BERLIN - The first China-Germany inter-government consultations set for Tuesday will play an important role in deepening cooperation and promoting bilateral ties, observers of the two countries said.
Chinese Premier Wen Jiabao, who is on a three-nation Europe trip, will co-chair the consultations with German Chancellor Angela Merkel.
Eberhard Sandschneider, director of the Research Institute of the German Council on Foreign Relations (DGAP) told Xinhua the establishment of the government consultation mechanism is certainly another important step forward in the process of deepening bilateral exchanges between Germany and China.
"There are already several mechanisms of this kind, but for such a high level, it seems to me that it will be very useful that can help clean up differences on opinion and interest," he said.
Sandschneider said that Germany and China, as the world's two largest exporting countries, have common interest in maintaining a stable global economy.
"I am therefore confident that the (economic) issue will play an important role in the government consultation, and both sides will strive very hard to do what is necessary from their perspectives to help stabilize the macroeconomic situation," he said.
Gu Xuewu, director of the Center for Global Studies at University of Bonn, said China and Germany, as two "big winners" of globalization, share quite a lot in global strategic interests, such as curbing trade protectionism, ensuring the stability of euro and reducing the risk of disruption to the global supply chain.
Gu said that China-Germany government consultation mechanism will play an invaluable role in reducing interference on bilateral cooperation, like differences on Intellectual Property Rights protection, market access and human rights.
Germany needs China's investment to help Europe deal with the ongoing debt crisis, while China needs Germany's technology to boost its own high-tech industry, he added.
Economic, financial, technological and high-educational cooperation will be the mainstream and most potential cooperation areas, he added.
Mei Zhaorong, former Chinese ambassador to the Federal Republic of Germany and now chief of the World Development Institute of the Research Center under China's State Council, said the consultation shows the bilateral relations are stepping forward these years.

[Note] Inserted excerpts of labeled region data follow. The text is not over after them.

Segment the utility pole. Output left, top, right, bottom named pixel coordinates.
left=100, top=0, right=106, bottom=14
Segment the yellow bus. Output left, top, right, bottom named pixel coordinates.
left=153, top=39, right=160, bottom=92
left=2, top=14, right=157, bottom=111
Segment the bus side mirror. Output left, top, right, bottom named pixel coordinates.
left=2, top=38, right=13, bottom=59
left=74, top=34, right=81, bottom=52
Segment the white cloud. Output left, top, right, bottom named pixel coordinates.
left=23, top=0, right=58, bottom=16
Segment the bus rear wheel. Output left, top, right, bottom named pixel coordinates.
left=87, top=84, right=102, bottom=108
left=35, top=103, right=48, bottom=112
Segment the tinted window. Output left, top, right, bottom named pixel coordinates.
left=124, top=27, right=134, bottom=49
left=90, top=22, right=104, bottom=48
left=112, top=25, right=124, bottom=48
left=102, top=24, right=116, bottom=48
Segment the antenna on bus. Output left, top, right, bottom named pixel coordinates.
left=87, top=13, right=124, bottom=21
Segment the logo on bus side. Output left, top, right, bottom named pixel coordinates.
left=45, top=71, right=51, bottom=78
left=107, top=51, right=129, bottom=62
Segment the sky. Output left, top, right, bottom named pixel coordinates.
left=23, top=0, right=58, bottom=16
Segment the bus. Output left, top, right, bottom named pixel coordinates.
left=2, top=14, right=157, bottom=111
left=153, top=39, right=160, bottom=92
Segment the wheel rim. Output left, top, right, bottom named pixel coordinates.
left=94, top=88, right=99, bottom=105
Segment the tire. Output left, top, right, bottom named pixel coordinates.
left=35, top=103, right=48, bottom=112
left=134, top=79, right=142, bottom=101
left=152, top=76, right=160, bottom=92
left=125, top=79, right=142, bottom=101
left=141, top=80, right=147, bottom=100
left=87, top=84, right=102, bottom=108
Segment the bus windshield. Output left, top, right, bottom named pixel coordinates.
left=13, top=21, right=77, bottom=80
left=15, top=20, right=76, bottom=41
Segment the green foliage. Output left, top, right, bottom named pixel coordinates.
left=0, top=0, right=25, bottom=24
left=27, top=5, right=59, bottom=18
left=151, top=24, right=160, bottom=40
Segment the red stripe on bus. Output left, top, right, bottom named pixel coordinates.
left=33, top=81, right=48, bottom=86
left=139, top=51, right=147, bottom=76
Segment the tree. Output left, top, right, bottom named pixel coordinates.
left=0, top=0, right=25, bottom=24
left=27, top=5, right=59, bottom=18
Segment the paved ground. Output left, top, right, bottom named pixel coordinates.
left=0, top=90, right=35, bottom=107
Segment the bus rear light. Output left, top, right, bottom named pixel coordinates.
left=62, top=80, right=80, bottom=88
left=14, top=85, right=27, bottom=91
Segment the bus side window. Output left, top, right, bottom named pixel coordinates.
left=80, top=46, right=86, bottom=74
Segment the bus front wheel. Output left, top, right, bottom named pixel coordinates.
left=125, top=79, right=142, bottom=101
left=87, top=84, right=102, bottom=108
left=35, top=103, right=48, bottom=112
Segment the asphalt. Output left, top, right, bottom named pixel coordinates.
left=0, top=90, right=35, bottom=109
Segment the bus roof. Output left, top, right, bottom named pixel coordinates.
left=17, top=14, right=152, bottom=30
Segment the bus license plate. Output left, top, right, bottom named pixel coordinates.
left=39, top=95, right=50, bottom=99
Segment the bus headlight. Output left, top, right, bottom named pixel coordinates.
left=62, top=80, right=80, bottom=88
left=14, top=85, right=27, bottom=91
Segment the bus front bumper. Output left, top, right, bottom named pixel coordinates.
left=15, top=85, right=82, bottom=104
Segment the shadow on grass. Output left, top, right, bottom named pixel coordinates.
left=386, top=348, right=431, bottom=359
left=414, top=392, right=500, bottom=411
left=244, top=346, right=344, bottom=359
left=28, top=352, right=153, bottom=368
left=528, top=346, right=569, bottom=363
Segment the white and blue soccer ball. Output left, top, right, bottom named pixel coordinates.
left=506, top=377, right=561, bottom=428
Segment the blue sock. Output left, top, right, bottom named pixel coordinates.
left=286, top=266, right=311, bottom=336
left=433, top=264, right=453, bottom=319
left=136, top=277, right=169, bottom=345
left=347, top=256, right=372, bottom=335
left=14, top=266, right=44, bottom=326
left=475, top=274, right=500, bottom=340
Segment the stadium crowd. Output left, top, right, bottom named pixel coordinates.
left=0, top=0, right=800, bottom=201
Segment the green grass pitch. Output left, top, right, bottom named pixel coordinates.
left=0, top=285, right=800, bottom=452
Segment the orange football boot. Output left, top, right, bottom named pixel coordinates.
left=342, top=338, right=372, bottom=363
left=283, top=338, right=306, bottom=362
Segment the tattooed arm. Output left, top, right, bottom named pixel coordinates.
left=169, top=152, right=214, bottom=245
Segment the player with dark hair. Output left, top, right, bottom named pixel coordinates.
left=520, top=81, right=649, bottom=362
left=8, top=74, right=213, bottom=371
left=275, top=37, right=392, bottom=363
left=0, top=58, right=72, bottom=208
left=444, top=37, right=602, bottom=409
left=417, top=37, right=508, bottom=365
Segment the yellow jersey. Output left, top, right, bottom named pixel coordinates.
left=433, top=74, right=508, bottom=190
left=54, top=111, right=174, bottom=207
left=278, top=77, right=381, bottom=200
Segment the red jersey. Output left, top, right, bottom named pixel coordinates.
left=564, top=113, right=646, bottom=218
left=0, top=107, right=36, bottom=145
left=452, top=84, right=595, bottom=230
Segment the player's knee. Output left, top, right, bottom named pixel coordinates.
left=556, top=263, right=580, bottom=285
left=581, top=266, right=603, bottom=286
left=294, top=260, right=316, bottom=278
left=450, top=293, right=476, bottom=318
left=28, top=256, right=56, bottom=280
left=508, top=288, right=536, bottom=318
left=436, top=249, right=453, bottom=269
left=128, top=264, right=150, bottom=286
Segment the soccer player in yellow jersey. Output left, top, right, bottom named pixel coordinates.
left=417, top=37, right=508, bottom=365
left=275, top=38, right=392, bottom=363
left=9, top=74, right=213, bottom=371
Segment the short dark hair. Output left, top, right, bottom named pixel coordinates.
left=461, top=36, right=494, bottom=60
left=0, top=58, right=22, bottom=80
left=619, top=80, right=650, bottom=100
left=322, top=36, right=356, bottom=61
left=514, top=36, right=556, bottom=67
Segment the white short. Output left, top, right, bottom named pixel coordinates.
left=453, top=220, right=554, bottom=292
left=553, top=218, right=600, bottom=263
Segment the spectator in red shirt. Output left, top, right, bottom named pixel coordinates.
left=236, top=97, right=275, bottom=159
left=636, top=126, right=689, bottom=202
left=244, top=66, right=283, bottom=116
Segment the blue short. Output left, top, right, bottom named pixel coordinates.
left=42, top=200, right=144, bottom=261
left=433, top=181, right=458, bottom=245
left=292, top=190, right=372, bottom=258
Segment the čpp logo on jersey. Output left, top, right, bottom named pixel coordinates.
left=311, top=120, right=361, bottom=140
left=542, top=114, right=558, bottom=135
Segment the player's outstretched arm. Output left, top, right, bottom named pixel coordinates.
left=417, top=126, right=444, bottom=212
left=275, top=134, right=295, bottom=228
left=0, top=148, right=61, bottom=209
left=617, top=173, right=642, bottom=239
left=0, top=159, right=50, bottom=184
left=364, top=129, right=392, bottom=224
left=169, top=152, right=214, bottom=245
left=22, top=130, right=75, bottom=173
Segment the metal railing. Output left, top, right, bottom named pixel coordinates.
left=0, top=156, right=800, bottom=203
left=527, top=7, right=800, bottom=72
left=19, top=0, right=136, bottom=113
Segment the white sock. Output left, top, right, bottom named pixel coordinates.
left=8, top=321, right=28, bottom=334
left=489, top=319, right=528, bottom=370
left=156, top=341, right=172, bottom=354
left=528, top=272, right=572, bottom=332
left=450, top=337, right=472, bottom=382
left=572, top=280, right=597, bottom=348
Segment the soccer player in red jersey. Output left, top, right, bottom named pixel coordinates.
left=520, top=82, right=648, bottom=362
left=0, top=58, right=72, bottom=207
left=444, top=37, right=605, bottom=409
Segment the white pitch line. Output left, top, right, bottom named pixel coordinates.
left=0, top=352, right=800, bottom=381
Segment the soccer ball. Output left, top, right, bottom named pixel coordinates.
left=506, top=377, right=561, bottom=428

Mei said it is undeniable that the two sides are still in disagreement on some issues due to different cultural traditions, economic and social systems, and development levels.
The key is how to properly handle these differences. If the two sides uphold the principle of mutual respect and benefit, the consultation mechanism will achieve good results, he said.
"I believe the consultations will further enhance mutual understanding and reduce prejudice and misunderstanding," said Mei.